Original topic: 节点下线后,处于Pending Offline无法消失,等了1天

| username: LBX流鼻血

[TiDB Usage Environment] Production
[TiDB Version] 6.1.0
[Encountered Problem: Phenomenon and Impact] A node encountered an issue and after being taken offline, it remains in Pending Offline status. Upon checking the relevant information, the size is already zero, but the region_count is still 3499. This Pending Offline status just won’t disappear. How can I make it disappear?

| username: h5n1 | Original post link

Region migration is slow, as long as it keeps decreasing, there will be no problem.

| username: LBX流鼻血 | Original post link

This 3499 has been stuck for a very long time.

| username: h5n1 | Original post link

Read the article and manually schedule first.

| username: Kongdom | Original post link

You can open the Grafana site to check the progress of pending offline. It is possible that the data is too large and has not been completed yet. I have experienced a situation where it was pending for a day. There are parameters that can be adjusted to speed it up.

| username: tidb菜鸟一只 | Original post link

Without a leader, can we be bold and use --force to take it offline directly?

| username: LBX流鼻血 | Original post link

@h5n1 @tidb newbie Yes, but we don’t dare to do this in production. The region_count is stuck at 3499, and we can’t manually schedule it. They are all empty.

| username: Billmay表妹 | Original post link

Check out this article: 专栏 - tikv下线Pending Offline卡住排查思路 | TiDB 社区

| username: h5n1 | Original post link

Region migration and Leader migration are two different things. Even if the leader is 0, you still have to wait for the region_count to be 0. What needs to be done now is to manually trigger the region migration action. You still need to refer to the previous documentation. The --force option only removes the node from tiup, but it won’t actually delete it from the real cluster. Don’t use it lightly.

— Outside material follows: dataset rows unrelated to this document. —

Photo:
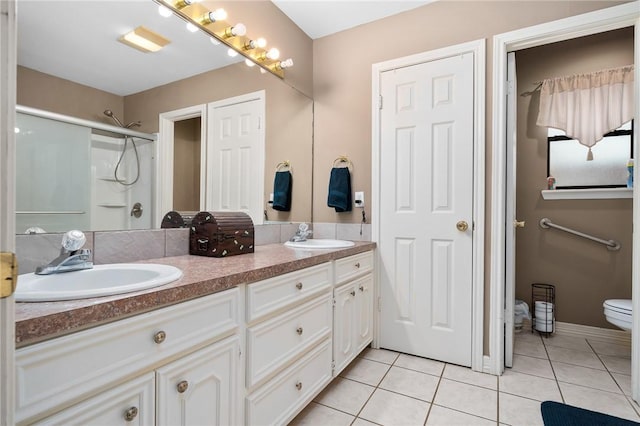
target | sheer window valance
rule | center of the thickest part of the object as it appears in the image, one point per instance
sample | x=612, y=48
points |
x=586, y=106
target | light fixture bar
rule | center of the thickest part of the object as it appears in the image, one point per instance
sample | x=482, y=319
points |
x=144, y=40
x=197, y=14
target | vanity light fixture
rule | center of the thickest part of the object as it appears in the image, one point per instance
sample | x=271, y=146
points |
x=272, y=54
x=191, y=27
x=215, y=24
x=181, y=4
x=211, y=17
x=237, y=30
x=144, y=40
x=253, y=44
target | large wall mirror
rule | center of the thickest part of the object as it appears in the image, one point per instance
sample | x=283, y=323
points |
x=72, y=63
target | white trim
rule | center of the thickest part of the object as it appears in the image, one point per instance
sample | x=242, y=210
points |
x=8, y=64
x=577, y=26
x=586, y=194
x=476, y=47
x=257, y=209
x=164, y=155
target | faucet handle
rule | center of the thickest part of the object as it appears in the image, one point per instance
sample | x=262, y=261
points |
x=73, y=240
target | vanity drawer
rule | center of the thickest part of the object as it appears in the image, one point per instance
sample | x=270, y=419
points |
x=276, y=342
x=353, y=266
x=269, y=296
x=61, y=371
x=278, y=401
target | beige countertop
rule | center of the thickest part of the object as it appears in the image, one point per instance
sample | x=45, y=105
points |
x=40, y=321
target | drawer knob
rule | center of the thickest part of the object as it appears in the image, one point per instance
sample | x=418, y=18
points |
x=159, y=337
x=182, y=386
x=131, y=414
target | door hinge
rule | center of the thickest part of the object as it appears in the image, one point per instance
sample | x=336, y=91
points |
x=8, y=274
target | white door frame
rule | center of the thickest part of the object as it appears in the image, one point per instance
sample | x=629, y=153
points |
x=478, y=49
x=164, y=154
x=8, y=67
x=626, y=15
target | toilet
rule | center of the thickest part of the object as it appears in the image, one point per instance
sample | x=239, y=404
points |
x=618, y=312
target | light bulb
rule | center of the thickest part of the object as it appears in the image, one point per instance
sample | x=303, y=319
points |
x=219, y=14
x=237, y=30
x=273, y=54
x=164, y=11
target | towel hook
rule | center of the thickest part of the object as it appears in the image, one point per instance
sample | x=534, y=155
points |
x=343, y=159
x=282, y=165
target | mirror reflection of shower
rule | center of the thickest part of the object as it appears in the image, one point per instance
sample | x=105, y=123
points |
x=110, y=114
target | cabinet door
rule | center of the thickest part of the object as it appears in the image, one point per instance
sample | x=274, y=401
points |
x=364, y=312
x=128, y=404
x=344, y=315
x=201, y=388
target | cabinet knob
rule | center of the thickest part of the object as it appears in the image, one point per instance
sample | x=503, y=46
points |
x=131, y=414
x=182, y=386
x=159, y=337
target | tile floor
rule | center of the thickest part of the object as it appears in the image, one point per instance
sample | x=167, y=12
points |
x=388, y=388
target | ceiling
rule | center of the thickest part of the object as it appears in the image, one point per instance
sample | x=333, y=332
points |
x=319, y=18
x=74, y=39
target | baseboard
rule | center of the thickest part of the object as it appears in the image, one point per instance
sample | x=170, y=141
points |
x=606, y=335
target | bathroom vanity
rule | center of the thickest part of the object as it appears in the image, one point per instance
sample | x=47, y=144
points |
x=248, y=339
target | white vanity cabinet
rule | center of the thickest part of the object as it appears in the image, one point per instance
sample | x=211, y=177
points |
x=88, y=372
x=353, y=310
x=288, y=360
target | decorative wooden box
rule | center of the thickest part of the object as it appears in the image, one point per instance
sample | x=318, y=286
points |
x=220, y=234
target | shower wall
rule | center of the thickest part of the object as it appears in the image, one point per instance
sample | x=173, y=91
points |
x=584, y=273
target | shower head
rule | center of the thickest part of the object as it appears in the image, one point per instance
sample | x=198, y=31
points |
x=109, y=113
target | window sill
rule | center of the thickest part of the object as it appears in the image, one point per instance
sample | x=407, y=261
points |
x=587, y=194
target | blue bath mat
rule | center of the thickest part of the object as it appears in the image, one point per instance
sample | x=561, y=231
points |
x=557, y=414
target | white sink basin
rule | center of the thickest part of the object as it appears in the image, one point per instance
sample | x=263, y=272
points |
x=319, y=244
x=102, y=280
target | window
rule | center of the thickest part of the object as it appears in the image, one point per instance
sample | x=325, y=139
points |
x=567, y=159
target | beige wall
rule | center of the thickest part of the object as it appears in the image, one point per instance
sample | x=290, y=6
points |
x=43, y=91
x=584, y=273
x=342, y=83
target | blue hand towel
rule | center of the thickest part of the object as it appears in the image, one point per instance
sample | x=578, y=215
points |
x=282, y=185
x=340, y=189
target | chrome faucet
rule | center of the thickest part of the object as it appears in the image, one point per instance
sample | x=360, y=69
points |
x=301, y=234
x=71, y=257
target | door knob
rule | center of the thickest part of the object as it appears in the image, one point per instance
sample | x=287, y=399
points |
x=462, y=226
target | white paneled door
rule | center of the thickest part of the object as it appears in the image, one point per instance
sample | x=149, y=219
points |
x=426, y=209
x=236, y=151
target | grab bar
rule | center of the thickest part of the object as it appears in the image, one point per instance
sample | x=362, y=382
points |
x=611, y=244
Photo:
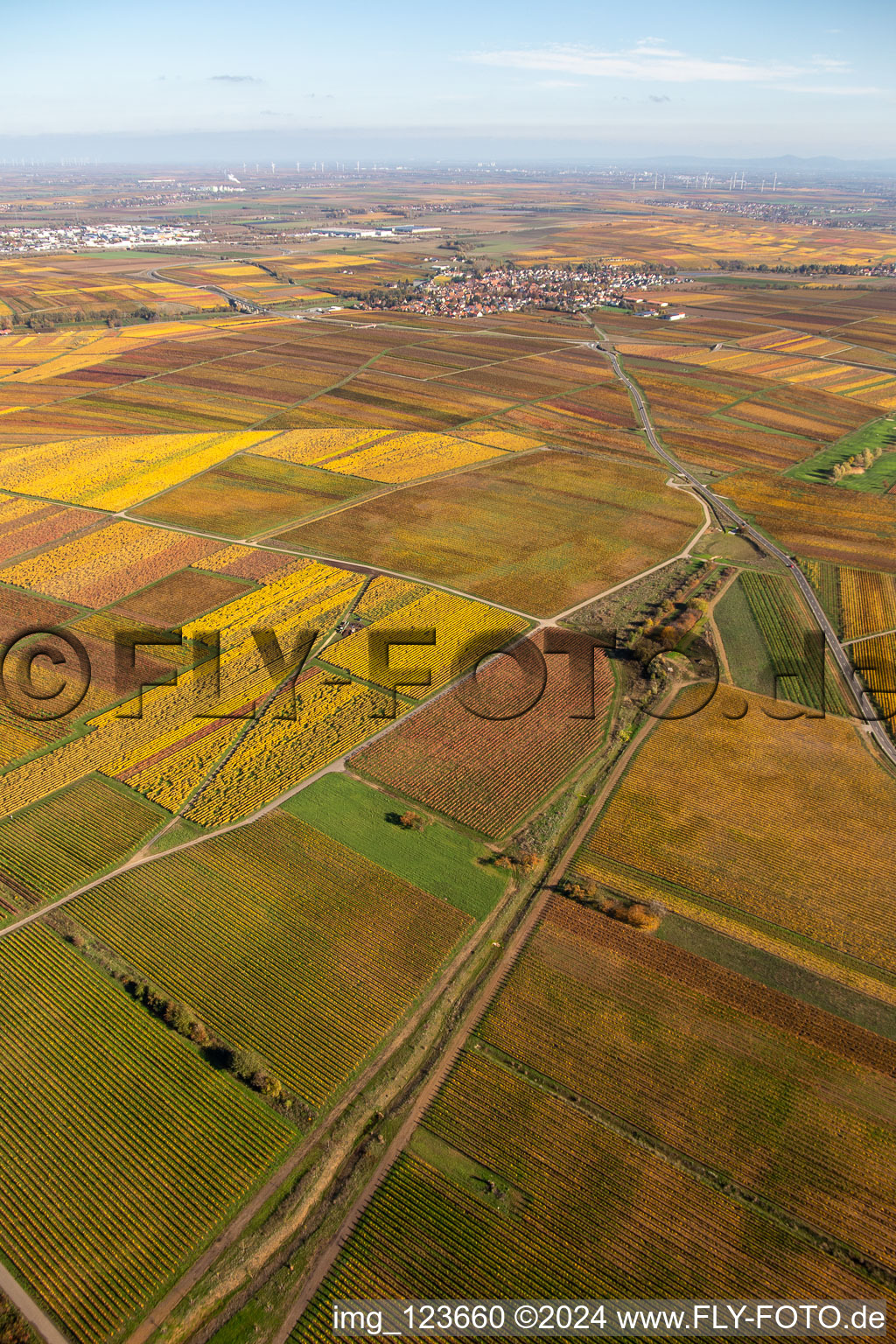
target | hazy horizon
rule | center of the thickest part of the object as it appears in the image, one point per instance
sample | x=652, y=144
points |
x=564, y=84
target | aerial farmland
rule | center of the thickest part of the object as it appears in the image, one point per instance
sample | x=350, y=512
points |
x=448, y=721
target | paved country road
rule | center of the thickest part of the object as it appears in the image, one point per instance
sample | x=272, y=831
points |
x=868, y=711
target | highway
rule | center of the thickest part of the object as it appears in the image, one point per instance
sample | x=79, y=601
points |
x=868, y=712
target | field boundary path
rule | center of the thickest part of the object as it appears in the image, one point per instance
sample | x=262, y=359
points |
x=29, y=1308
x=872, y=722
x=468, y=1025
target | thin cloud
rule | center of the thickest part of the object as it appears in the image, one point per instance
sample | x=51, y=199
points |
x=652, y=60
x=840, y=90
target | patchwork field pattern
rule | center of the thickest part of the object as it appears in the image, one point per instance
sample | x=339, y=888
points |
x=100, y=1097
x=537, y=533
x=429, y=1223
x=144, y=730
x=113, y=472
x=268, y=934
x=669, y=1043
x=108, y=564
x=461, y=626
x=489, y=773
x=751, y=857
x=817, y=522
x=69, y=839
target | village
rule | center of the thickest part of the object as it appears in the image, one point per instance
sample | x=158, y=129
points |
x=459, y=292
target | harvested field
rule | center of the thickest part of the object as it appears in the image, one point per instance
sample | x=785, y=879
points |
x=67, y=839
x=537, y=533
x=670, y=1045
x=284, y=941
x=659, y=1233
x=817, y=522
x=735, y=835
x=489, y=773
x=251, y=495
x=182, y=597
x=98, y=1097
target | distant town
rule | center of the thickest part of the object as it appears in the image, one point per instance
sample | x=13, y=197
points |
x=457, y=292
x=70, y=237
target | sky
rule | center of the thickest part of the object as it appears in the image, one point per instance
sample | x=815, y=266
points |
x=621, y=80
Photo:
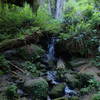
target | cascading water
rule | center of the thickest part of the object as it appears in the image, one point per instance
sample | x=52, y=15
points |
x=59, y=9
x=51, y=50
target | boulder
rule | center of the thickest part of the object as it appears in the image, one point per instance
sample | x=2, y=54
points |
x=38, y=88
x=71, y=80
x=61, y=98
x=57, y=90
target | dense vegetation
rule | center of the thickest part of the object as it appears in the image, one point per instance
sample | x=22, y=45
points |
x=25, y=40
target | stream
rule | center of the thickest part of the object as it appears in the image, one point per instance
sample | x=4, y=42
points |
x=51, y=75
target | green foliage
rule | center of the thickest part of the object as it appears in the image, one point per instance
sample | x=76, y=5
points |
x=29, y=66
x=96, y=96
x=11, y=92
x=96, y=61
x=4, y=64
x=12, y=19
x=40, y=89
x=84, y=79
x=46, y=22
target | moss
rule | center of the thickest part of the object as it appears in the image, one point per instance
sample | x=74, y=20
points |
x=57, y=91
x=96, y=96
x=37, y=87
x=11, y=92
x=74, y=98
x=61, y=98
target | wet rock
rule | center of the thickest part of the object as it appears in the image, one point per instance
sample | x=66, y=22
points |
x=78, y=62
x=69, y=92
x=61, y=98
x=58, y=90
x=38, y=88
x=24, y=98
x=74, y=98
x=71, y=80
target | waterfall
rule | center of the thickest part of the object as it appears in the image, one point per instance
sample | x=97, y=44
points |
x=59, y=9
x=51, y=50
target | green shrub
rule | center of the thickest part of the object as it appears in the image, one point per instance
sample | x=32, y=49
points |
x=11, y=92
x=96, y=96
x=29, y=66
x=4, y=64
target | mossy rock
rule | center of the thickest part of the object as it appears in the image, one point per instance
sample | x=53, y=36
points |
x=61, y=98
x=57, y=91
x=74, y=98
x=71, y=80
x=96, y=96
x=38, y=88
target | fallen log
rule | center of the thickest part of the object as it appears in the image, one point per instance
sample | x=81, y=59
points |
x=17, y=42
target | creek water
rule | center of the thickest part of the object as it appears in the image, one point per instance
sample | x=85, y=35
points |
x=51, y=75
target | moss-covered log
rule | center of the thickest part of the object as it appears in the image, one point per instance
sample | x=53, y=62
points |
x=17, y=42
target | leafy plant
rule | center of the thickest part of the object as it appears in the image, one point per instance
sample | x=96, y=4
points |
x=29, y=66
x=11, y=92
x=4, y=64
x=96, y=96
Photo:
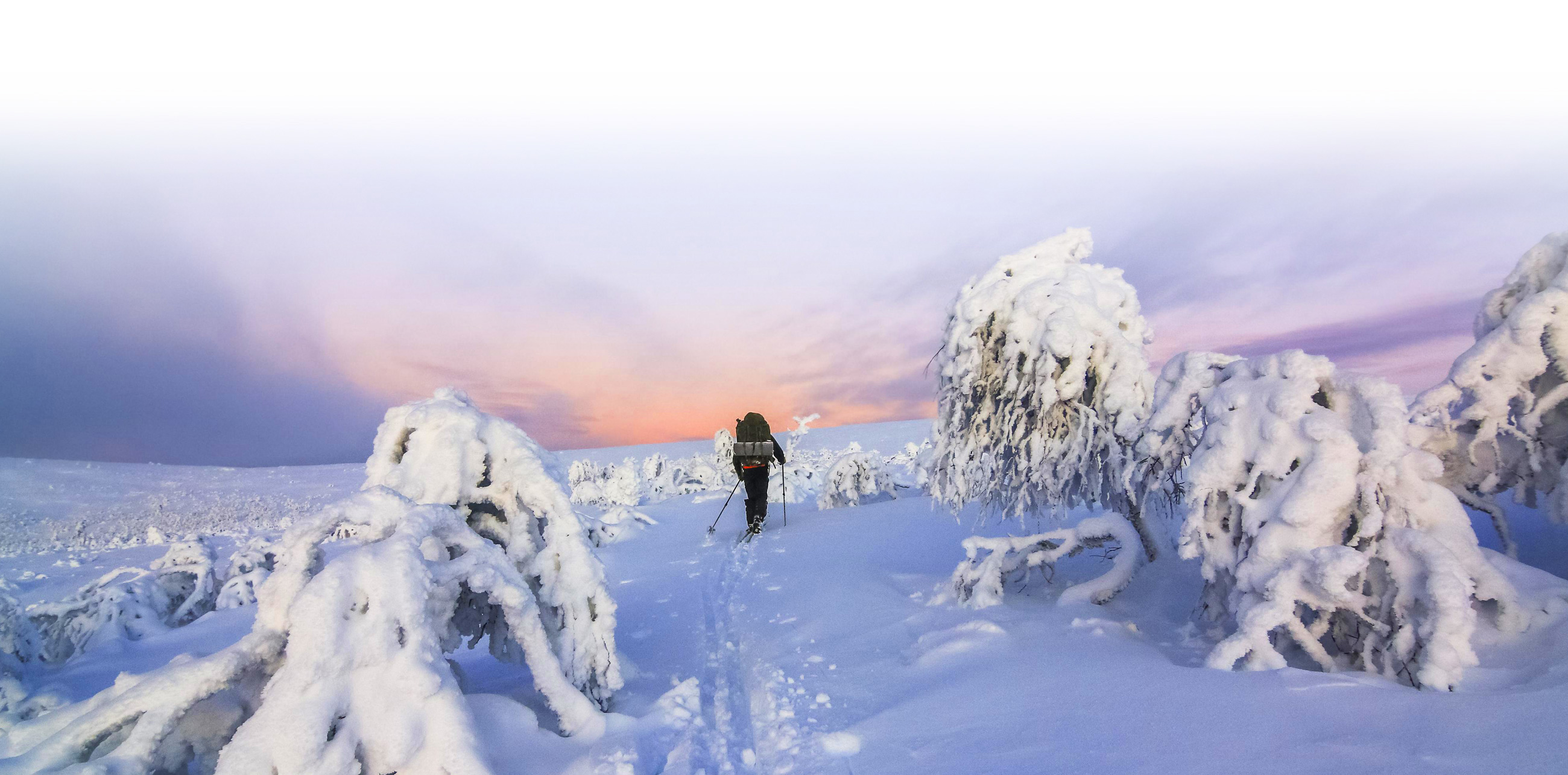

| username: redgame | Original post link

There have been instances where the PD cluster’s abnormal status might cause nodes to fail to go offline properly.

| username: LBX流鼻血 | Original post link

All values are 0, but the status is still Pending Offline. Additionally, I tried to check these two KV-SERVER processes, and they keep restarting infinitely: down, restart, down. The logs continuously output errors. Please help take a look, thank you very much.

| username: Jellybean | Original post link

Have you tried the method mentioned by h5n1 here? Check it out and see.

专栏 - TiKV缩容下线异常处理的三板斧 | TiDB 社区.

| username: h5n1 | Original post link

It seems like there’s a separate thread for your TiKV restart issue. You can stop these two and use the online unsafe recover feature in version 6.1.

| username: LBX流鼻血 | Original post link

Thank you, boss. Online unsafe recover is very useful.

| username: system | Original post link

This topic was automatically closed 60 days after the last reply. New replies are no longer allowed.